Von Winfried Breidbach

Den Ursprüngen von Familiennamen unserer Leser ist Dr. Winfried Breidbach auf der Spur. Symbolfoto: dpaDen Ursprüngen von Familiennamen unserer Leser ist Dr. Winfried Breidbach auf der Spur. Symbolfoto: dpa

Osnabrück. Die NOZ-Leser Antonius Dreckmann aus Bad Iburg und Kay Dreckmann aus Georgsmarienhütte interessieren sich für den Ursprung ihres Familiennamens. Etwa 1100 Personen tragen den Nachnamen Dreckmann, der damit zu den recht häufigen Familiennamen in Deutschland zu rechnen ist.

Der Name ist vor allem im Westen verbreitet, von Schleswig-Holstein bis Rheinland-Pfalz. Es gibt drei weit voneinander entfernte Zentren: im Kreis Recklinghausen, im Rhein-Sieg-Kreis und in der Stadt Hamburg. Auch in den benachbarten Kreisen Steinfurt und Osnabrück gibt es etliche Namensträger. Dieser namengeografische Befund deutet klar auf Entstehung des Namens in mehreren voneinander unabhängigen Fällen. Der ähnliche, aber erheblich seltenere Name Dreekmann findet sich nur in Nordwestdeutschland zwischen Ostwestfalen und Holstein. Die Namensform Drekmann ist fast ausgestorben.

Die verfügbaren historischen Belege kommen zu einem erheblichen Teil aus Ostwestfalen, aber auch aus anderen Regionen. Früher gab es auch die Schreibweisen Dreckman, Dreeckman(n), Dreekman und Drekman. Einige ältere Belege: 1369 „der Dreckman“ (Uschlag bei Göttingen), 1499 „Herman Dreckman“ (Hövel), 1499 „Johan Dreckman“ (Cappeln), 1549 „Johan Dreckman“ (Sevelten, Kreis Cloppenburg), 1620 „Georg Dreckmann“ (Bielefeld).

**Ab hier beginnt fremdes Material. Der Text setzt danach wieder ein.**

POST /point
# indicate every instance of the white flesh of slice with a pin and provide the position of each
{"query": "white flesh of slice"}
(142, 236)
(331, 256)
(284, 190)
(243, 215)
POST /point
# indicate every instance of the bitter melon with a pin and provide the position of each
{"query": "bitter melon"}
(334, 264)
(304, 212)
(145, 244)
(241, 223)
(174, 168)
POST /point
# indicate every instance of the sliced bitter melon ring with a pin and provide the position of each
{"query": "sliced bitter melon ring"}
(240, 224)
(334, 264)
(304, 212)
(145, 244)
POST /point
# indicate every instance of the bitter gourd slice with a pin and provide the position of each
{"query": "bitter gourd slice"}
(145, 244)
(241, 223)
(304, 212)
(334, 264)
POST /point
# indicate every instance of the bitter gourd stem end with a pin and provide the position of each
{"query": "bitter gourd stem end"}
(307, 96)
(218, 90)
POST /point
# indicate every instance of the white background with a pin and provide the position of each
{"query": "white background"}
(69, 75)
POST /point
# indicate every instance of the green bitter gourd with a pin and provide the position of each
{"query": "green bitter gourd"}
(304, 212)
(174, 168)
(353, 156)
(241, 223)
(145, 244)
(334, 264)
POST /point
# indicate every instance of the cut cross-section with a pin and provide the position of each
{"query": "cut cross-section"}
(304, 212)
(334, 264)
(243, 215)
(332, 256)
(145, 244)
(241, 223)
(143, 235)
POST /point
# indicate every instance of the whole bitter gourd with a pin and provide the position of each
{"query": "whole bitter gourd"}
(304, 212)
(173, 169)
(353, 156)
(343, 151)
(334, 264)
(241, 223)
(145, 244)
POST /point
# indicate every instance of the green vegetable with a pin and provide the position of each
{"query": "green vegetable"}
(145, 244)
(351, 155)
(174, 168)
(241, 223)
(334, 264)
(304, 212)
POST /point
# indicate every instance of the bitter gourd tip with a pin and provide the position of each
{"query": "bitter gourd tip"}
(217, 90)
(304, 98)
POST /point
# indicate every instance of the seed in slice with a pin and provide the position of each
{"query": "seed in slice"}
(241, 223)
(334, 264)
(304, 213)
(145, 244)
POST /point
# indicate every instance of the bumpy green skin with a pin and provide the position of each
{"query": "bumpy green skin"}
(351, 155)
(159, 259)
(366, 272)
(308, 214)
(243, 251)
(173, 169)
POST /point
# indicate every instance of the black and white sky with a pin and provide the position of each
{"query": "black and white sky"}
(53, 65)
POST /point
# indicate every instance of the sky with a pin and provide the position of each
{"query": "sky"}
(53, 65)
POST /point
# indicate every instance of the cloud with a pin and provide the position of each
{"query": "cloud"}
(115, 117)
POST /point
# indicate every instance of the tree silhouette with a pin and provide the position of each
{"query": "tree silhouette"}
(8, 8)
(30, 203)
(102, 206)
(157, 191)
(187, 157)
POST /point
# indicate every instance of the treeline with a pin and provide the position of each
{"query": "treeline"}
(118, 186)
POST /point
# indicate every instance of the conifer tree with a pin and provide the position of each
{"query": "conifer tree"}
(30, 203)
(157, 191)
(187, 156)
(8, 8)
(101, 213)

Dreckmann ist ein mehrdeutiger Familienname. Für die Region Lippe ist erwiesen, dass der spätere Familienname Dreckmann ältere Namensformen wie „tom Drecke“ ablöste. Die dreigliedrige Form (tom = to dem) erweist den Namen als Wohnstättennamen. Ähnliche Belege sind 1383 „Lammeke uppe den Drecke“ (Oldenburg), 1498 „Gert then Drecke“ (Coesfeld) und „Reyner upten Dreck“ (Goldenstedt), 1600 „Herman zum Drecke“ = 1608 „Herman zum Dreck“ (Münster). Bei diesen Namen liegt klar das mittelniederdeutsche Wort drek „Dreck, Schmutz; Unrat, Abfälle; Kot; Morast, Schlamm“ zugrunde, und zwar mit Sicherheit in den letztgenannten Bedeutungen. Die Namensträger wurden aufgrund ihres Wohnsitzes am Morast benannt. Wie in Lippe konnte auch andernorts ein mehrgliedriger Wohnstättenname durch die als moderner empfundene Form Dreckmann ersetzt werden.

Zu beachten sind aber auch die Orte Dreck, Drecke und Dreeke (zweimal) in Niedersachsen und in Westfalen, zu denen ein Herkunftsname Dreckmann gebildet werden konnte.

Einige Namensforscher vermuten, dass Dreckmann auf eine ursprüngliche Form Dre-êk-man oder Dre-eik-man zurückgeht und den „an den drei Eichen“ Wohnenden bezeichnete. Diese Möglichkeit ist nicht auszuschließen, es fehlen aber beweisende Belege.